Measurement of surface roughness (Table 2) indicated alterations in the first order surface of the cell, relating to the cells macro parameters, as is also seen in the macro parameter measurements, the roughness of the second order surface is also decreased in diabetic patients, indicating alterations in the cytoskeletal matrix and the connections between band 3 and 4 proteins and the matrix. A decrease in roughness measurements in the third order surface indicates superficial protein structure rearrangement. This correlates well with the SEM visual analysis, where the diabetes RBCs visibly appear smoother to that of the healthy RBCs (Figure 1 and 2).

It has been found that the cytoskeletal proteins of RBCs from diabetic patients are heavily glycosylated and that spectrin is oxidatively damaged [14]; also several lipids (free cholesterol, sphingomeyelin and phosphatidylcholine) on the outer surface of the phospholipid bilayer is significantly decreased [15, 16]. This directly correlates with the ultrastructural roughness results seen by the AFM of the second and third order respectively.

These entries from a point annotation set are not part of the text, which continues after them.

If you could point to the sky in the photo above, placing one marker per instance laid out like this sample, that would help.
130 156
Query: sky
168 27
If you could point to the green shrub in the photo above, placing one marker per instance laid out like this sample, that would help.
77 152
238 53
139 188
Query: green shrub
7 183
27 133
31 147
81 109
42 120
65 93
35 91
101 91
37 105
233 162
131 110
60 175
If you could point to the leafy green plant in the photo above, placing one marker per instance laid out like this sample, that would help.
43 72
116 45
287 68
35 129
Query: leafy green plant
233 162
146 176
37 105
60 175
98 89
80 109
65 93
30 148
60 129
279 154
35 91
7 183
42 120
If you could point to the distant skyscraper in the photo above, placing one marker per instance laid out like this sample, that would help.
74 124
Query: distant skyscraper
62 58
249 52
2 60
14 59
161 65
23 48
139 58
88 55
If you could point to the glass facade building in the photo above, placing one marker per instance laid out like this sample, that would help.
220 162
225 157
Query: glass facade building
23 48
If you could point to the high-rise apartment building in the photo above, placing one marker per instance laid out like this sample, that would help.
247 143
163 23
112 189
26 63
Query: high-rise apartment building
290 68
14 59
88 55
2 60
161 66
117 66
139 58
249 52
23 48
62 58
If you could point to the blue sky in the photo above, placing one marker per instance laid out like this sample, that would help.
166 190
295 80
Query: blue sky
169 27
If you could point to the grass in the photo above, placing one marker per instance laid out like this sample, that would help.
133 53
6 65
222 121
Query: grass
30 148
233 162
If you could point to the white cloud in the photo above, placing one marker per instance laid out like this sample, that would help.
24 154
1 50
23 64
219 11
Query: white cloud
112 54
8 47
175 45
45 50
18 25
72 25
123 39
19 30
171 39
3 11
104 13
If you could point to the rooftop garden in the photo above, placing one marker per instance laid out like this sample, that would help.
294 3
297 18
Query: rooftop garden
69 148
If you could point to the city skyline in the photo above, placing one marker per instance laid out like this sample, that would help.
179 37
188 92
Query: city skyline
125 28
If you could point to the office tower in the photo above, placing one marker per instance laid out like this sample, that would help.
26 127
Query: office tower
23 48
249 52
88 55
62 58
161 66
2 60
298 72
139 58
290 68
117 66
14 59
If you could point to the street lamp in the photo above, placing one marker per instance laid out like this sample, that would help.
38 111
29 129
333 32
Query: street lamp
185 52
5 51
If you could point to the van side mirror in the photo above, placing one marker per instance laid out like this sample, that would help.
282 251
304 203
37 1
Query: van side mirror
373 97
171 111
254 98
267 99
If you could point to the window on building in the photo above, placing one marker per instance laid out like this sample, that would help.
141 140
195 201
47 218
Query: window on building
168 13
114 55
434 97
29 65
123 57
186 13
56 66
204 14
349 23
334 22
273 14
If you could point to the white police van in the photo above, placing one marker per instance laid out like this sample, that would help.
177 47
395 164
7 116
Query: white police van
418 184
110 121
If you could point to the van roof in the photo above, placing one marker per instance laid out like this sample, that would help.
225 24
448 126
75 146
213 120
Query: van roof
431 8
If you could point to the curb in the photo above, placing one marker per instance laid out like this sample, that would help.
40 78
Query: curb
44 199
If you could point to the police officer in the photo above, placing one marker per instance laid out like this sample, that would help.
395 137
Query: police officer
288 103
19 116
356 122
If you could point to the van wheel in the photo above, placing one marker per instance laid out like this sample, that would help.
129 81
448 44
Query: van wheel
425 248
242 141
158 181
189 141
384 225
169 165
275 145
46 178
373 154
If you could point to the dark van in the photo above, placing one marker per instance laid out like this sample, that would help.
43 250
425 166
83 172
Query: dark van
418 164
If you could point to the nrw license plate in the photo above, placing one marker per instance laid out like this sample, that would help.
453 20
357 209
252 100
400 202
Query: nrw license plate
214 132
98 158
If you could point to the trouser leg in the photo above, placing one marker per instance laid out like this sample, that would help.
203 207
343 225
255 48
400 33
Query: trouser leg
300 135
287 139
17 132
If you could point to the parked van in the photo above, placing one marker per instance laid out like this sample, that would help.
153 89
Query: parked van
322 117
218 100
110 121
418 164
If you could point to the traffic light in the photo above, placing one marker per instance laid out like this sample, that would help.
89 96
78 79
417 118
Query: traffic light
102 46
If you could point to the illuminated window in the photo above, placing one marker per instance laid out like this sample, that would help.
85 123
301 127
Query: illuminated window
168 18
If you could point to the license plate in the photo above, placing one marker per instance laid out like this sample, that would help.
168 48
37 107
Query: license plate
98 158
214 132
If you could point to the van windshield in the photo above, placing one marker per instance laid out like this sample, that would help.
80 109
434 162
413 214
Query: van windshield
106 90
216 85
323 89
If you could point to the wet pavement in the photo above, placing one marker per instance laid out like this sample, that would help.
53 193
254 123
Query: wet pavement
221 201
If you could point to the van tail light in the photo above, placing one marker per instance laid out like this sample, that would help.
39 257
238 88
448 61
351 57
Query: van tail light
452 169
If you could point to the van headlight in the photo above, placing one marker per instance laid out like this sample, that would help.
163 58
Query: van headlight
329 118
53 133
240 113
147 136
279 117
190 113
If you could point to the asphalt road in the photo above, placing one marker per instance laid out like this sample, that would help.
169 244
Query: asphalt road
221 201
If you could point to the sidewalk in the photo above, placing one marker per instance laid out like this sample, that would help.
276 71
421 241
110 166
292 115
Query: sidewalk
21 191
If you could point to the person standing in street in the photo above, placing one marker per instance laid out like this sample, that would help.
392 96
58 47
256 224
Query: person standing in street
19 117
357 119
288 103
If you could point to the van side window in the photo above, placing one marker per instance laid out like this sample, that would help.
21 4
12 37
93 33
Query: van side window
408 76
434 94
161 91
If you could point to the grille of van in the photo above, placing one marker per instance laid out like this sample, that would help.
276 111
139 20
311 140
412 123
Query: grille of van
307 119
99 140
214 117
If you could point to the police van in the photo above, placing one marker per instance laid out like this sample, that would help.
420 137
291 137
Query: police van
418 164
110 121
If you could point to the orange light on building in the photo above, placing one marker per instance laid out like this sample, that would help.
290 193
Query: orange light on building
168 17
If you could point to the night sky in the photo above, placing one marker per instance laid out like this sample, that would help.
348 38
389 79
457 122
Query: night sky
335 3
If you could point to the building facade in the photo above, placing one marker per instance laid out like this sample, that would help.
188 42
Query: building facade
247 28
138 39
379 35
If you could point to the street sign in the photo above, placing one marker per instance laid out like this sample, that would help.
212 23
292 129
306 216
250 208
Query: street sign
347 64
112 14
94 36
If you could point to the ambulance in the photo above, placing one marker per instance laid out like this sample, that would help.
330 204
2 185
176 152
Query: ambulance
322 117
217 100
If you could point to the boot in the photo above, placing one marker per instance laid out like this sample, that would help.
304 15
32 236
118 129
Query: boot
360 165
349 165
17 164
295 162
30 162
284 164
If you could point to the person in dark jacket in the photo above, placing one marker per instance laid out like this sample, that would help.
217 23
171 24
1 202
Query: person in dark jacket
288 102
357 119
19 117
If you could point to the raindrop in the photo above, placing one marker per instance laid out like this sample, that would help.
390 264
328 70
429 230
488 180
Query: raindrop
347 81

We conclude by suggesting that the combined AFM and SEM analyses of RBCs might give valuable information about the disease status of patients with diabetes. The ultrastructural changes discussed here are not visible using a traditional light microscope. We believe that ultrastructural analysis of RBCs in inflammatory diseases can no longer be ignored and should form a fundamental research tool in clinical studies. Efficacy of treatment regimes on the integrity, cell shape and roughness and health status of RBCs may be tracked, as this cell’s health status is crucial to the overall wellness of the diabetic patient.

Ethical approval disclosure

Ethical approval was granted at the University of Pretoria (HUMAN ETHICS COMMITTEE: FACULTY OF HEALTH SCIENCES) under the name of E Pretorius (corresponding author). All human blood samples obtained were analyzed at the University of Pretoria and all participants filled in informed consent forms.